The to_h method is used to turn the section into something that can be handled by the Crinja template engine. Just takes the data and put it in a hash.

    def to_h : Hash(String, String)
      {
        "docs"      => docs,
        "code"      => code,
        "docs_html" => docs_html,
        "code_html" => code_html,
        "source"    => to_source,
        "markdown"  => to_markdown,
        "literate"  => to_literate,
      }
    end
  end

Document

A Document takes a path as input and reads the file, parses its contents and is able to generate whatever output is needed.

  class Document
    property path : Path
    property sections = Array(Section).new
    property language : Language
    @literate : Bool = false
    @template : String
    @mode : String

On initialization we read the file and parse it in the correct language. Also, if rather than a .yml file we have a .yml.md we consider that "literate YAML" and tweak the language definition a bit.

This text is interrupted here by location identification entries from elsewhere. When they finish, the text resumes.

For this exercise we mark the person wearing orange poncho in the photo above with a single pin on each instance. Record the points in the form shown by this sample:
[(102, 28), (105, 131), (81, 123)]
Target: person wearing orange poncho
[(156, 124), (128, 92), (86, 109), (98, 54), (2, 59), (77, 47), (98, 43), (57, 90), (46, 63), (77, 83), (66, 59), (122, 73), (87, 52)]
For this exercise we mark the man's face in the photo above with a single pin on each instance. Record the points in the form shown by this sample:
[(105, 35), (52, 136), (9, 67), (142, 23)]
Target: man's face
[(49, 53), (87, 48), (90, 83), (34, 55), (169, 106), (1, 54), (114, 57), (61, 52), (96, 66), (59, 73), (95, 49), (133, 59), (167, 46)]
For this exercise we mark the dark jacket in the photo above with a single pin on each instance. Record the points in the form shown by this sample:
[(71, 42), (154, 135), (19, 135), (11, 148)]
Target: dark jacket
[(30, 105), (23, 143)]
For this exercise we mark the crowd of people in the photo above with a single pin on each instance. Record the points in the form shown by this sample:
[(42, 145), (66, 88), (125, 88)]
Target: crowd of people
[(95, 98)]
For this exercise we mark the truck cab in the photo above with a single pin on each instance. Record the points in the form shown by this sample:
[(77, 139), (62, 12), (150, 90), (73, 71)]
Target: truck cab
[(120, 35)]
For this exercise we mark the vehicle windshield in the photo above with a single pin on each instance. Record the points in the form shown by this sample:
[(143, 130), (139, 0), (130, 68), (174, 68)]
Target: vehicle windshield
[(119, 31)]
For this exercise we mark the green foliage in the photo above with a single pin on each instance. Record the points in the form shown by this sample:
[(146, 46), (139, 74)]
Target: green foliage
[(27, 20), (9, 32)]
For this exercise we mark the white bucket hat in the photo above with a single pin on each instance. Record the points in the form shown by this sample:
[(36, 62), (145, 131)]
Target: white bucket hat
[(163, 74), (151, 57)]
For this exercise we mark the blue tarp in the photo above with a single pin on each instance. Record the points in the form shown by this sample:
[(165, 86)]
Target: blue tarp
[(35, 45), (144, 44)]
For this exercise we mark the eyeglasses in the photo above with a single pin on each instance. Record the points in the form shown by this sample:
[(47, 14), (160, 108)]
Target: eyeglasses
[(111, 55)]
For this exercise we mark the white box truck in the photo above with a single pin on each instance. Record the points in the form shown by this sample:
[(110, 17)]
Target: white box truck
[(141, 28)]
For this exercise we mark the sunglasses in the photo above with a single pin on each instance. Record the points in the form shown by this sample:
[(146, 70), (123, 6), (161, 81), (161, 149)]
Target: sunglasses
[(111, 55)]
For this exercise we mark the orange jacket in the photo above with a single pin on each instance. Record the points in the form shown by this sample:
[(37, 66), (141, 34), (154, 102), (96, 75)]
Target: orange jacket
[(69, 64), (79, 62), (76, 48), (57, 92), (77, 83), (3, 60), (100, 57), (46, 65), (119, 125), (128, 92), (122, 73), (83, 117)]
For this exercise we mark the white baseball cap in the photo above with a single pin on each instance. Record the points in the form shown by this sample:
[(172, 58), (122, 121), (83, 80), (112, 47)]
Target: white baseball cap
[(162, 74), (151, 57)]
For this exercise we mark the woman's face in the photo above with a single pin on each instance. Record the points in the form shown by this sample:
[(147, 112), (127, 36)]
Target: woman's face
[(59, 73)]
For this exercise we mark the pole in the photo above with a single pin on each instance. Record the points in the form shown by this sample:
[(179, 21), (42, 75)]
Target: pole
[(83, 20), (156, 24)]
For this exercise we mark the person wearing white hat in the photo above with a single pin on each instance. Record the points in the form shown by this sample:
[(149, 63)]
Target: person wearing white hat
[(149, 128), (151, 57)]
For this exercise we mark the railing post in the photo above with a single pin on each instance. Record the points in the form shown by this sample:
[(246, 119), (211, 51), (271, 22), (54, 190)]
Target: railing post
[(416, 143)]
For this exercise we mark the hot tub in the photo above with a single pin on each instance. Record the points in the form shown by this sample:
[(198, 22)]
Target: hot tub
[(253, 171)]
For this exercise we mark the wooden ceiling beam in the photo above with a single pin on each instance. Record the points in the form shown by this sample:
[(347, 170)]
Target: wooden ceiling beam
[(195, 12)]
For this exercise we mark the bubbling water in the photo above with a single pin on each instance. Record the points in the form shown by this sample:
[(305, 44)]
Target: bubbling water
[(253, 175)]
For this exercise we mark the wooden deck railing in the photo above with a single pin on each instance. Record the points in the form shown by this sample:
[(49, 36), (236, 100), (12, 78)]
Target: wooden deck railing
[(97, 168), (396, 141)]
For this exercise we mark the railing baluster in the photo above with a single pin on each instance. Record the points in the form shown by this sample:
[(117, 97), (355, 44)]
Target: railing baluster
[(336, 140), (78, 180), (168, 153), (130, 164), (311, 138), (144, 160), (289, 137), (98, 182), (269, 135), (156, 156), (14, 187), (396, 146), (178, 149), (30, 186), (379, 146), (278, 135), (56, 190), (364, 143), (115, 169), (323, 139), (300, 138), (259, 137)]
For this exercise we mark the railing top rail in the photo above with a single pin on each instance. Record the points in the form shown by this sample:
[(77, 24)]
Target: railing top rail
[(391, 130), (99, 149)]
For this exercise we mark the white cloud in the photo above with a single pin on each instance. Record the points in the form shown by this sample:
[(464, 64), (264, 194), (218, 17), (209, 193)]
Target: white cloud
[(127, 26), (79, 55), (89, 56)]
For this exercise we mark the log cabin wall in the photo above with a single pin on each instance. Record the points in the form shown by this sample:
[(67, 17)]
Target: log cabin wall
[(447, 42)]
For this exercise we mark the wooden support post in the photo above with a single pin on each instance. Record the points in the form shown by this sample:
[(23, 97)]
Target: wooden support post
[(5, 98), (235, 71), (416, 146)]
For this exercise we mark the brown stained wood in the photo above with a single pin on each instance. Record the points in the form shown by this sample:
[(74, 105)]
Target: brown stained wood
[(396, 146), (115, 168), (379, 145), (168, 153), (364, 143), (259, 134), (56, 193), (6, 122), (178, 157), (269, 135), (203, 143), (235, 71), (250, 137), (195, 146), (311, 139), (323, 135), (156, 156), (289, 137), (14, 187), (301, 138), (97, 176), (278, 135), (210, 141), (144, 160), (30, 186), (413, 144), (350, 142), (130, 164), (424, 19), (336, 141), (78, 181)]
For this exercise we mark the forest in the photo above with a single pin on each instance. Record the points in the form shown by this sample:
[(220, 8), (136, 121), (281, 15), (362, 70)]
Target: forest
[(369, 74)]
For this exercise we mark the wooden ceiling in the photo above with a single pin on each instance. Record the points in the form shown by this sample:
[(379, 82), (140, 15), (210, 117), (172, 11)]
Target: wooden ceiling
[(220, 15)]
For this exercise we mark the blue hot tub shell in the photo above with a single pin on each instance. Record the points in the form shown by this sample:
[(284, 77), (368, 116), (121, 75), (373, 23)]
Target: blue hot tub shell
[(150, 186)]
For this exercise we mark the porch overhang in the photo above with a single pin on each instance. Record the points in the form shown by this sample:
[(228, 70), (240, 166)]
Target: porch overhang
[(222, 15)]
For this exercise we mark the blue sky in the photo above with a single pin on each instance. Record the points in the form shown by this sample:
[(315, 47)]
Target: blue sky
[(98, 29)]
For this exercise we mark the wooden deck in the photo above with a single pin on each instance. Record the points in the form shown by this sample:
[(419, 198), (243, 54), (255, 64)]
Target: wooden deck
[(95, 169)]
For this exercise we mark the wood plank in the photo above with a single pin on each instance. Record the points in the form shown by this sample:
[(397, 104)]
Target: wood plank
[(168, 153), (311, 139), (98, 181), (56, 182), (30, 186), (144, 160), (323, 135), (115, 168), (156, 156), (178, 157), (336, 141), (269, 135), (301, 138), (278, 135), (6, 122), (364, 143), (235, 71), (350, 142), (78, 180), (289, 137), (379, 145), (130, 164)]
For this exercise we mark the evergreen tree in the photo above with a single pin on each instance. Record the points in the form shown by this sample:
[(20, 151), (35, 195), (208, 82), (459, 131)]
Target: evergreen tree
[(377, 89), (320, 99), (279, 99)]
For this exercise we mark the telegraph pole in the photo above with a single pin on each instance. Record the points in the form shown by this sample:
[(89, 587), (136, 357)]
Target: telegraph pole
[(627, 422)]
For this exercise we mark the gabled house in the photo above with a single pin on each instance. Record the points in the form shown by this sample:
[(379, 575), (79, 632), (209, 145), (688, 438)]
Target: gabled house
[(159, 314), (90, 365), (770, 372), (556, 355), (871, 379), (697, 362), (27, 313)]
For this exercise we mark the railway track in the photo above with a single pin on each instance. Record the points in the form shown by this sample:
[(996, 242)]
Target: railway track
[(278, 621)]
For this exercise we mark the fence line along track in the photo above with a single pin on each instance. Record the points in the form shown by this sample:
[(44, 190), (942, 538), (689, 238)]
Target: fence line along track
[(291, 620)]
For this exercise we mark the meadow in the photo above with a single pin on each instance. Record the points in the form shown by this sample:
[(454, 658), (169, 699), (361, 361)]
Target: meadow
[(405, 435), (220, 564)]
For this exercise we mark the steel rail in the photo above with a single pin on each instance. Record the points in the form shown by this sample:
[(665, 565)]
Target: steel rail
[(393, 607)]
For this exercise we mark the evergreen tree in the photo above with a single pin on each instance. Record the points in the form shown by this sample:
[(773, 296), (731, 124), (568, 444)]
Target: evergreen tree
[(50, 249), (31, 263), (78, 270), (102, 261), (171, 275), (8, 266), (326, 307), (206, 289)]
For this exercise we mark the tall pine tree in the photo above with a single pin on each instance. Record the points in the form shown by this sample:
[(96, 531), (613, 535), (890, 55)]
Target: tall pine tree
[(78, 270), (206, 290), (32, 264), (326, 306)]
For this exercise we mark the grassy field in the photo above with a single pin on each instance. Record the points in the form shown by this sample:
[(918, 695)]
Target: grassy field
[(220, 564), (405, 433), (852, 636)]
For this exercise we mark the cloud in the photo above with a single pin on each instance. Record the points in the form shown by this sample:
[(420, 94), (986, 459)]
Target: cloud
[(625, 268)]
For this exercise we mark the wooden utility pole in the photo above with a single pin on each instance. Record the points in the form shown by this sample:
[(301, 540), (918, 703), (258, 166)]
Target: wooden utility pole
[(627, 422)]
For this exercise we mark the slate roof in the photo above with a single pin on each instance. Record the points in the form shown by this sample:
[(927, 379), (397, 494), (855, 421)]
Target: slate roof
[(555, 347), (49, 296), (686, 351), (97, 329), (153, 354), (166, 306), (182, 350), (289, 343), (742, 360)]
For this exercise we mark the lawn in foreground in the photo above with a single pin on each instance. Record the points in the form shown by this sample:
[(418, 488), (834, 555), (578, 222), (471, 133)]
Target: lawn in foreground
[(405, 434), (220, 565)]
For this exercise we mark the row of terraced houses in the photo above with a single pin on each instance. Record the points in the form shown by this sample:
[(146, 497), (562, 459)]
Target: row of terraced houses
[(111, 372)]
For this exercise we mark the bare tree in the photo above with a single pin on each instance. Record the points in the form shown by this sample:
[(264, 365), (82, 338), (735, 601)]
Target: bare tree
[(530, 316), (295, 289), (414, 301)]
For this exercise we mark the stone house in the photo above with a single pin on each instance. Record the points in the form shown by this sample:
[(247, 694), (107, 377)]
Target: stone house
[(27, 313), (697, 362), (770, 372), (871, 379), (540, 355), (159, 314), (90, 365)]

    def initialize(@path : Path,
                   @template : String = "sidebyside",
                   @mode : String = "docs")
      key = @path.extension
      if key == ".md" # It may be literate!
        lang_key = File.extname(@path.basename(".md"))
        if LANGUAGES.has_key?(lang_key)
          key = lang_key
          @literate = true
        end
      end

      raise Exception.new "Unknown language for file #{@path}" \
        unless LANGUAGES.has_key? key
      @language = LANGUAGES[key].clone

In the literate versions, everything is doc except indented things, which are code. So we change the match regex to match everything except 4 spaces or a tab.

      @language["match"] = /^(?![ ]{4}|\t).*/ if @literate
      parse(File.read(@path))
    end

Given a string of source code, parse out each block of prose and the code that follows it — by detecting which is which, line by line — and then create an individual section for it. Each section is an object with docs and code properties, which can later be converted to HTML.

    def parse(source : String)
      lines = source.split("\n")
      @sections = [Section.new language]

This loop is the core of the parser. It goes line by line and decides if the line is a comment or code, and depending on that either starts a new section, or adds to the current one.

      is_comment = language["match"].as(Regex)
      lines.each do |line|
        if is_comment.match(line) && !NOT_COMMENT.match(line)

Break section if we find docs after code

          @sections << Section.new(language) unless sections[-1].code.empty?

Remove comment markers if it's not literate and stick the line at the end of the current section's docs

          line = line.sub(language["match"], "") unless @literate
          @sections[-1].docs += line + "\n"

Also break section if we find a line of dashes (HR in markdown)

          @sections << Section.new(language) if /^(---+|===+)$/.match line
        else
          @sections[-1].code += "#{line}\n"
        end
      end

Sections with no code or docs are pointless.

      @sections.reject! { |section| section.code.strip.empty? && section.docs.strip.empty? }
    end

Save the document to a file using the desired format and template. If you want to learn more about the templates you can check out templates.cr

    def save(out_file : Path, extra_context)
      FileUtils.mkdir_p(File.dirname(path))
      case @mode
      when "markdown"
        template = Templates.get("markdown")
      when "code"
        template = Templates.get("source")
      when "literate"
        template = Templates.get("literate")
      else
        template = Templates.get(@template)
      end

      FileUtils.mkdir_p(File.dirname(out_file))
      File.open(out_file, "w") do |outf|
        outf << template.render({
          "title"    => File.basename(path),
          "sections" => sections.map(&.to_h),
          "language" => language["name"],
        }.merge extra_context)
      end
    end
  end
end

🏁 That's it!